Check behavior when data length < observation_horizon.

Transformers should either raise appropriate errors or gracefully handle insufficient data when given data shorter than their observation_horizon.

Parameters

Name Type Description Default
transformer BaseTransformer

Unfitted transformer

required
X DataFrame

Test data (will be truncated)

required
y DataFrame

Target data

None

Notes

This check verifies that transformers don't crash unexpectedly with insufficient data. They may either raise a clear error or return an empty/truncated result.

Source Code

Show/Hide source
def check_insufficient_data_raises(transformer, X: pl.DataFrame, y: pl.DataFrame | None = None) -> None:
    """Check behavior when data length < observation_horizon.

    Transformers should either raise appropriate errors or gracefully handle
    insufficient data when given data shorter than their observation_horizon.

    Parameters
    ----------
    transformer : BaseTransformer
        Unfitted transformer
    X : pl.DataFrame
        Test data (will be truncated)
    y : pl.DataFrame, optional
        Target data

    Notes
    -----
    This check verifies that transformers don't crash unexpectedly with
    insufficient data.
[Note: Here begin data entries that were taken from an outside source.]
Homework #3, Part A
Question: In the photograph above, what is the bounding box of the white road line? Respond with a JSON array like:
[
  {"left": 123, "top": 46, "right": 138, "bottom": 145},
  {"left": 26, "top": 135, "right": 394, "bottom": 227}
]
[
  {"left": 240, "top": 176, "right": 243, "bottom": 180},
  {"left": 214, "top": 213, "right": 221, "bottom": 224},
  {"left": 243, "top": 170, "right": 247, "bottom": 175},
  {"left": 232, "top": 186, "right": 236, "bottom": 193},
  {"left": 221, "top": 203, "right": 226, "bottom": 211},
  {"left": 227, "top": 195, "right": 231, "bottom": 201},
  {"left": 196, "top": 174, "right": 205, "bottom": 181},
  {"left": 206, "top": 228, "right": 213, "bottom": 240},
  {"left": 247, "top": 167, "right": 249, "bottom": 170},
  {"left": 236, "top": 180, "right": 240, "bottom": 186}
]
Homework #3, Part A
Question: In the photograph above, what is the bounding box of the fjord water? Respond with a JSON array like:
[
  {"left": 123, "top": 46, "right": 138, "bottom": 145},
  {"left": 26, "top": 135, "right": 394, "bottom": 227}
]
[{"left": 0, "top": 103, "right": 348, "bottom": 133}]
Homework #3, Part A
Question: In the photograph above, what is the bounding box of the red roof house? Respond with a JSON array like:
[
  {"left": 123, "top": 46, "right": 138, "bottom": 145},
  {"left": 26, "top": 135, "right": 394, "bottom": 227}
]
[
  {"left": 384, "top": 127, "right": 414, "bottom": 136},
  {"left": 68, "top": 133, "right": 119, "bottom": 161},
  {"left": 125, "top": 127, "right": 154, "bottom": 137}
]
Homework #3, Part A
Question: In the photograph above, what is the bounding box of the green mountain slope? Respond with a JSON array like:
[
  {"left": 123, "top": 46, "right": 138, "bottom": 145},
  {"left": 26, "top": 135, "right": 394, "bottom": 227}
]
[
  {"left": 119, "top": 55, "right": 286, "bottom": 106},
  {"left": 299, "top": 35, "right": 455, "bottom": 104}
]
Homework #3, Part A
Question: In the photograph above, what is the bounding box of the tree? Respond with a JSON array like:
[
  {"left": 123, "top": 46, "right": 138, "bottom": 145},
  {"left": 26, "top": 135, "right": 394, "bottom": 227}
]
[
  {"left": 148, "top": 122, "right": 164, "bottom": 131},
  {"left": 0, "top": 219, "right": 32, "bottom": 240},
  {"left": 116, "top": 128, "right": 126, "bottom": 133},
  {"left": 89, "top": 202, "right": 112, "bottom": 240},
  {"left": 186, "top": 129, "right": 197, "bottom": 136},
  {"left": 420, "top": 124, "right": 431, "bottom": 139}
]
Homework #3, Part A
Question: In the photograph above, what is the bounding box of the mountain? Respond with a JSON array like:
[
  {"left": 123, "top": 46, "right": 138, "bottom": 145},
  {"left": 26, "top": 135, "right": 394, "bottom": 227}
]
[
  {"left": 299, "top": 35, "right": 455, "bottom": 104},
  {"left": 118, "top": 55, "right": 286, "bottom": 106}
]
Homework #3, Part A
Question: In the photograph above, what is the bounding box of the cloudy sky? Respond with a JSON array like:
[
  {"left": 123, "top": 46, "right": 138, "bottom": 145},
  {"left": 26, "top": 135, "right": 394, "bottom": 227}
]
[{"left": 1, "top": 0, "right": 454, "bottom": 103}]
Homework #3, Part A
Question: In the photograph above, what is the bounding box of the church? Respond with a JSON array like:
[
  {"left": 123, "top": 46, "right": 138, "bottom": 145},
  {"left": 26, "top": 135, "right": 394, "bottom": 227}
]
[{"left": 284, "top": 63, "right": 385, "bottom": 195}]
They may either raise a clear error or return
    an empty/truncated result.

    """
    transformer_clone = clone(transformer)
    transformer_clone.fit(X, y)

    horizon = transformer_clone.observation_horizon

    if horizon == 0:
        # Stateless transformers don't need minimum data
        return

    if len(X) <= horizon:
        # Need longer X to test
        return

    # Create data shorter than horizon
    X_short = X.head(horizon - 1) if horizon > 1 else X.head(0)

    try:
        result = transformer_clone.transform(X_short)
        # If it succeeds, verify result is valid (has time column, non-negative length)
        assert "time" in result.columns, "Result must have time column"
        assert len(result) >= 0, "Result length must be non-negative"
        # Graceful handling is acceptable (e.g., returning empty dataframe)
    except (ValueError, IndexError, pl.exceptions.ShapeError, pl.exceptions.ComputeError):
        # Expected behavior - transformer raises appropriate error
        pass